Meu amor, meu verbo, meu André.

Você faria aniversário hoje. Eu faria o bolo recheado e coberto do teu doce preferido. Aquele doce que juntava nossas tardes e deixava nossos passos ritmados e frequentes, todos num. Ajudaria a apagar as vinte e poucas velas dos teus anos de vida, que são acesos em mim, guardados vivos comigo. Pintaria teu nariz com o açúcar para devolver-me os teus beijos a marcar o meu rosto com a tua ternura.

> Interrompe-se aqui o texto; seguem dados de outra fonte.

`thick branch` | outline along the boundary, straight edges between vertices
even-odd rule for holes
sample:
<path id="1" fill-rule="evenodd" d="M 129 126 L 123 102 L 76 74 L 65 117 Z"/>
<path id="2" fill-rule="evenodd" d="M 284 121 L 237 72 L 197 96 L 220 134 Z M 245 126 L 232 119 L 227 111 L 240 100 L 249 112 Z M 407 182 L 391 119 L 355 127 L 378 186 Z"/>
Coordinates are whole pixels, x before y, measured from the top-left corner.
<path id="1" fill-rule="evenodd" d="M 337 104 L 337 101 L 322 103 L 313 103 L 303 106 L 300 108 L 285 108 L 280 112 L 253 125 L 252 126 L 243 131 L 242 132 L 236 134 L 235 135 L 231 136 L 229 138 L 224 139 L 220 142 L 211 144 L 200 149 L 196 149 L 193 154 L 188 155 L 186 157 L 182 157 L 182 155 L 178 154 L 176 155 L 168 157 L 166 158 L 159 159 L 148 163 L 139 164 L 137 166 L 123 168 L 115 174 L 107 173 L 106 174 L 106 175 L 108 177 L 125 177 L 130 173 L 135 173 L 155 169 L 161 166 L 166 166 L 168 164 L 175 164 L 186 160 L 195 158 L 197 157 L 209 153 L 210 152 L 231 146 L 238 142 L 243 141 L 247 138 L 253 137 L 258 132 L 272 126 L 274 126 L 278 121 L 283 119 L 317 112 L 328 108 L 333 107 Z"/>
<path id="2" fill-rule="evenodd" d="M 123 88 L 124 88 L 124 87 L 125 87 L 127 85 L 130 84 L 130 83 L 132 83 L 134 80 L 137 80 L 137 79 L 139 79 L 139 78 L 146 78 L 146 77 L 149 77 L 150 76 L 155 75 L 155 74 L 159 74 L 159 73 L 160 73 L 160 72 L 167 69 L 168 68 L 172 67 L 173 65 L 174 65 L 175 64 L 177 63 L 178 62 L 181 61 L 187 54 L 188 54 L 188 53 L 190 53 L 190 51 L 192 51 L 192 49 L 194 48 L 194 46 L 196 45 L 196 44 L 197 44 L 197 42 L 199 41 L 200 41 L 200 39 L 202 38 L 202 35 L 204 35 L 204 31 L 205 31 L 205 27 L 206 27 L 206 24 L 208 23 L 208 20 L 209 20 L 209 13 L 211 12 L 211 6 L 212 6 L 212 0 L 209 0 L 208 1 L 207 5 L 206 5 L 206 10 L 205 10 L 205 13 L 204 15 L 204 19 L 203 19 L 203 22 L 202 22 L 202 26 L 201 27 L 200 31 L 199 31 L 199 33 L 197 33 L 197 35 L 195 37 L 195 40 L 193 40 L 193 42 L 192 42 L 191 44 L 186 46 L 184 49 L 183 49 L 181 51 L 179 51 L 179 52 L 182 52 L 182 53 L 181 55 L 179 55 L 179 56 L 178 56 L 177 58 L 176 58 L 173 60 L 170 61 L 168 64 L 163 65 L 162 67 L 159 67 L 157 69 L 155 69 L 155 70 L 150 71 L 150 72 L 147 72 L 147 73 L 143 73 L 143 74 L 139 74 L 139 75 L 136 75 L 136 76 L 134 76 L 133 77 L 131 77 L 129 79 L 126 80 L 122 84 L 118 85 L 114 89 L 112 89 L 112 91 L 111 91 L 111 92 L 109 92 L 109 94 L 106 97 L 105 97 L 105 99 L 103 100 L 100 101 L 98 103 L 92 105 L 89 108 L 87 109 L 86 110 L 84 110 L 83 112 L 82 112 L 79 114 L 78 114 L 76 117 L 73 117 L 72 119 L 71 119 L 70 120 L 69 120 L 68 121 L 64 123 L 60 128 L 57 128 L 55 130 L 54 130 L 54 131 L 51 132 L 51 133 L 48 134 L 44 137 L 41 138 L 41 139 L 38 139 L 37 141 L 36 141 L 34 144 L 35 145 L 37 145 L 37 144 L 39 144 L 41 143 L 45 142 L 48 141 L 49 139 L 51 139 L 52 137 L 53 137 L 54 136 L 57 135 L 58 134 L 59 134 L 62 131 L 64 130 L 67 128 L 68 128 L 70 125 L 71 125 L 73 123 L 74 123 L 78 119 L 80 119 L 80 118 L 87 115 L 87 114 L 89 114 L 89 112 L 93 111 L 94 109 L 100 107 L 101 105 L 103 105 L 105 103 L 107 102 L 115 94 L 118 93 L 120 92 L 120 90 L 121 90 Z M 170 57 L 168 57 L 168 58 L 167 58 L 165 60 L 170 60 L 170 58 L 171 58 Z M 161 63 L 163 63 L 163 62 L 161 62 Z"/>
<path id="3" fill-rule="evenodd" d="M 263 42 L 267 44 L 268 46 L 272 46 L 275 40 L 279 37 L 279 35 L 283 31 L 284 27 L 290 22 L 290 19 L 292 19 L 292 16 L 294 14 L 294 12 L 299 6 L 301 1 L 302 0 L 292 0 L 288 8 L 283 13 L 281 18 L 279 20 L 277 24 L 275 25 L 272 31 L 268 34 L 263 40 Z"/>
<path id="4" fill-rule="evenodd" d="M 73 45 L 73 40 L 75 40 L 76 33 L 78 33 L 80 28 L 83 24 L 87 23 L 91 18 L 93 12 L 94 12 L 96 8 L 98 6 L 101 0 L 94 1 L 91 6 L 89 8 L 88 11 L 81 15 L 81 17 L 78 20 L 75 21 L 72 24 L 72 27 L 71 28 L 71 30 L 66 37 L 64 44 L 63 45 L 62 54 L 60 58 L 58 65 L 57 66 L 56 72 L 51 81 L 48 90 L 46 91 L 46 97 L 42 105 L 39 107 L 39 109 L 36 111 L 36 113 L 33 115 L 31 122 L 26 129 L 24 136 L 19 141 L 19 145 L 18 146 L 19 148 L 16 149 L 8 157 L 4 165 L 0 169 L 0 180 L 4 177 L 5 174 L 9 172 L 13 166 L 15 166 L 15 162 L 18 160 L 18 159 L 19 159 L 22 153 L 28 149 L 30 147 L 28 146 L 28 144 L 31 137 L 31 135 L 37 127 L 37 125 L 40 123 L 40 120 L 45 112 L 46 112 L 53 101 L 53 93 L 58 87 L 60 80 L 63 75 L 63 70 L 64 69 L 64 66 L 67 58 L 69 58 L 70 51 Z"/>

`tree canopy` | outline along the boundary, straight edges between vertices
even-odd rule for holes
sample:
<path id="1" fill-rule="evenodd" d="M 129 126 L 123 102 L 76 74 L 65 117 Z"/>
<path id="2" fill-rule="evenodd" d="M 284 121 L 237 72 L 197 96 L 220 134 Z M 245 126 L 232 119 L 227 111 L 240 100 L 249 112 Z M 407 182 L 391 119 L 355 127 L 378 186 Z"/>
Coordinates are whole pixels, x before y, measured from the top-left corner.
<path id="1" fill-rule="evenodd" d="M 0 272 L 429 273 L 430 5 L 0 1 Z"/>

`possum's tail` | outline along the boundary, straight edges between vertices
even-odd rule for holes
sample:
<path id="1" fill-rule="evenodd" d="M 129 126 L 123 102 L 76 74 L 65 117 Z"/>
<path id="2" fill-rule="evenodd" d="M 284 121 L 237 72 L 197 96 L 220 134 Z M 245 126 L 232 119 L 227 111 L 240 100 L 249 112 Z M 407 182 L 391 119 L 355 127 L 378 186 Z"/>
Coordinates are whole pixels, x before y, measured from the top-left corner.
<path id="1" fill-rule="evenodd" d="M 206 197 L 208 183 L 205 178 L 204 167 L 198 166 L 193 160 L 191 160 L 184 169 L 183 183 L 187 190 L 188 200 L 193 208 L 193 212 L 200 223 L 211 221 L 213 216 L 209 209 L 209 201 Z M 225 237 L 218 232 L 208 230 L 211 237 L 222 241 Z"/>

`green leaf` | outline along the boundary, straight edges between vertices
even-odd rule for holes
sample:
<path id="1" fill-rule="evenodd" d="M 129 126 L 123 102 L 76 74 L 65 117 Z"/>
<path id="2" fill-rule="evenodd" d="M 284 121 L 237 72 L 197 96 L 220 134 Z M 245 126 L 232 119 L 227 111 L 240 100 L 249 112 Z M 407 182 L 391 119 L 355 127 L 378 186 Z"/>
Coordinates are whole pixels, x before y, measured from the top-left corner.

A tua vida continuada no que me inspira, nossas alegrias, e que eu peguei para mim nesse viver que é também. Você faria para mim o melhor desenho de abraço, a melhor arte, é certo. Eu grudaria teu pescoço num laço com os braços do meu corpo completo e sorriríamos... O teu sorriso de som da melhor melodia que eu pude ganhar e aprender e cantar em meus silêncios de flauta que só você reconheceu. O sorriso que levou de mim tua nova companheira eterna - esta vida que é além deste chão - mas que insisto em dar-te hoje, presa aqui, porque é ainda teu aniversário e eu sei que te alcanço nessa tua morada protetora. Eu sei, você celebra comigo o nascer que foi teu de antes, o meu nascer de plenitude depois. Nascidos fomos, não é? Para estarmos de frente, assim, como te tenho nas lembranças dos sentidos. Ocuparia eu a tua mão de cá, os meus olhos fitariam repetidamente os caminhos junto aos teus, meu horizonte azul sem fim. E a gente seguiria a outras comemorações. Mas... Tão rápido teus gestos enfeitaram o ar, tão exato foi o tempo, tão para sempre levou de mim meu melhor amor de carne que me restou apenas celebrar os sentimentos imortais e as lágrimas que já não são de perda. O amor dado, multiplicado, lotado. Porque você faz aniversário hoje, meu amor, dentro de mim.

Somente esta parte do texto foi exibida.